The more general character that you rightly refer to is secured by a certain feature, not shared by the system, of the surroundings: in the general case they may lack a temperature where they contact the system. An example of surroundings lacking a temperature where they contact the system would be very turbulent fluid surroundings with many different remote temperature sources, or perhaps in a turbulent explosion that heats the system. During the process of transfer of energy, in classical thermodynamics, the temperature of the system is not a concern, as we all agree.
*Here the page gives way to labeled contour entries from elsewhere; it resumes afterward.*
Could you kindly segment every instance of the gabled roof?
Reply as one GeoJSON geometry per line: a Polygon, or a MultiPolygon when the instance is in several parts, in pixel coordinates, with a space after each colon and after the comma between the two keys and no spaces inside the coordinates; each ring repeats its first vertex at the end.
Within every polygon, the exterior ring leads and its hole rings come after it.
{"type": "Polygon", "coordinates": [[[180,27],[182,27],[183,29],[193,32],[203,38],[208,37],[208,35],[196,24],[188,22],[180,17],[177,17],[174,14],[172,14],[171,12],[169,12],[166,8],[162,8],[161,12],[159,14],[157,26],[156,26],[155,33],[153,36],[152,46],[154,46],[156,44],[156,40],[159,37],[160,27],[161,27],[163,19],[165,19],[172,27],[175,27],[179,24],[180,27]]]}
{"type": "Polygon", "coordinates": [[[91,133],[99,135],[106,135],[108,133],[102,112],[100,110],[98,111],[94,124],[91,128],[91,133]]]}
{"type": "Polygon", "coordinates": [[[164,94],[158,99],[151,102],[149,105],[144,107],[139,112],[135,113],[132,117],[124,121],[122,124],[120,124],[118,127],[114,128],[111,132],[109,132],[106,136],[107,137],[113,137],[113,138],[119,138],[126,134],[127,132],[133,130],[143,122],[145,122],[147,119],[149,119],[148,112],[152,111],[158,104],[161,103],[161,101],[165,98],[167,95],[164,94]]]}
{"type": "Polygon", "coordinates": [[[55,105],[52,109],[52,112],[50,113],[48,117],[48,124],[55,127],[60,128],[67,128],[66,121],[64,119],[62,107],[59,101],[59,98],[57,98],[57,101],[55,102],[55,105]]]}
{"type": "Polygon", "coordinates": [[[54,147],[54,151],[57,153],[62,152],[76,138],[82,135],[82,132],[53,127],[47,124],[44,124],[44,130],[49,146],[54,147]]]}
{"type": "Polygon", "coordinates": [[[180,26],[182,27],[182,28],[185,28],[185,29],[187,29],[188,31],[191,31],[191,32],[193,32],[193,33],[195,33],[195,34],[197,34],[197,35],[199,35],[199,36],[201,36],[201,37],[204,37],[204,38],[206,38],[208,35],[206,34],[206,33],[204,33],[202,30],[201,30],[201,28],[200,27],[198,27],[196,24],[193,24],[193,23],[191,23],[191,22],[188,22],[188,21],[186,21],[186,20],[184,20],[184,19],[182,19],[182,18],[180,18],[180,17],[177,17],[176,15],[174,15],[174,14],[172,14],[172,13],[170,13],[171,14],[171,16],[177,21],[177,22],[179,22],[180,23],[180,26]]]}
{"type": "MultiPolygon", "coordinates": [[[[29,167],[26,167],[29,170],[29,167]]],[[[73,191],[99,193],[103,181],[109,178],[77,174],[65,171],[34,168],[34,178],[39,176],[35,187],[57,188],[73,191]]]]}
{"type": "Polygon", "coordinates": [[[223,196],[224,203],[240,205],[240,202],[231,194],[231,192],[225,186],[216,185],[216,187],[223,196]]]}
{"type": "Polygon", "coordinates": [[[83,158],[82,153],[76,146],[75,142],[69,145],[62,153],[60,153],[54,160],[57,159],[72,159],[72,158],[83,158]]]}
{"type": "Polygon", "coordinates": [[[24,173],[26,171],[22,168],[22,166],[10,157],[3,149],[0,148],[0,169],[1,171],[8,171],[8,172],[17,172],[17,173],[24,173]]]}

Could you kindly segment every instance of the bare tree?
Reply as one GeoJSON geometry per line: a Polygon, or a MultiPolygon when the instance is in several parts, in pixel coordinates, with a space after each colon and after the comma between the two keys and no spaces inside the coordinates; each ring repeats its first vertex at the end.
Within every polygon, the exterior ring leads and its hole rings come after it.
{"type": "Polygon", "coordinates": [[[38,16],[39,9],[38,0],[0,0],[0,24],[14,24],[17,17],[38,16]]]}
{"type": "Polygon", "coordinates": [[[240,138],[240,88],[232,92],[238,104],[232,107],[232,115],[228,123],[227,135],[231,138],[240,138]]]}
But of course as you emphasize, it is strictly necessary that the system has a temperature in its initial and final states of internal thermodynamic equilibrium. But the surroundings are not required, by Reif or by others who use the Carathéodory mechanical approach, to have a temperature; this is the key to the generality that you rightly point to.Chjoaygame (talk) 00:47, 5 September 2013 (UTC)
Just to be sure we are clear about an important point:   The definition of quantity of energy transferred as heat that is given in the first sentence of the lead is in full agreement with the definition given in Count Iblis' preferred textbook, Reif. There is good consensus here about that.Chjoaygame (talk) 02:16, 10 September 2013 (UTC)

References

References

  1. ^ Wolfson, Richard. Essential University Physics. Pearson / Addison Wesley. p. 264. ISBN 0-321-43564-8.
  2. ^ Bailyn, M. (1994). A Survey of Thermodynamics, American Institute of Physics Press, New York, ISBN 0-88318-797-3, pp. 35–36.
  3. ^ Münster, A. (1970), Classical Thermodynamics, translated by E.S. Halberstadt, Wiley–Interscience, London, ISBN 0-471-62430-6, §13, pp. 41–48.